What needrestart actually does
According to the Debian and Ubuntu man pages, needrestart checks which daemons need to be restarted after library upgrades. It also supports checking for an obsolete kernel, and in batch mode it can produce machine-friendly output for scripting and monitoring.
That distinction matters:
- some updates only require service restarts
- some updates leave user sessions or daemons mapped to old libraries
- kernel changes still require a reboot to boot into the new kernel
So the question is not just "was there an update?" It is "what is still running the old code?"
Why this is different from unattended-upgrades
unattended-upgrades is the mechanism that installs approved updates automatically.
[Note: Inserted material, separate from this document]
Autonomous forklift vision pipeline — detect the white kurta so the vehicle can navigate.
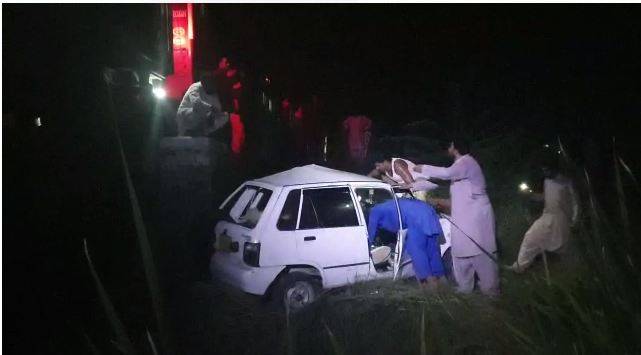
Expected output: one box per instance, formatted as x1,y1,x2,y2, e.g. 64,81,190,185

Its own documentation says it logs activity to:
/var/log/unattended-upgrades/unattended-upgrades.log/var/log/unattended-upgrades/unattended-upgrades-dpkg.log
That tells you what got installed.
needrestart tells you what still needs attention after installation.
One subtle but important behavior from the needrestart man page: if it is configured for interactive mode but runs in a non-interactive context such as unattended-upgrades, it falls back to list-only mode. That is a good default for automation, because it avoids surprise restarts during unattended patching.
Install it
On Debian or Ubuntu:
sudo apt update
sudo apt install needrestart
Quick sanity check:
needrestart -v
If the package is present but your normal patch workflow has never shown any needrestart summary, it is still worth running manually once after an upgrade.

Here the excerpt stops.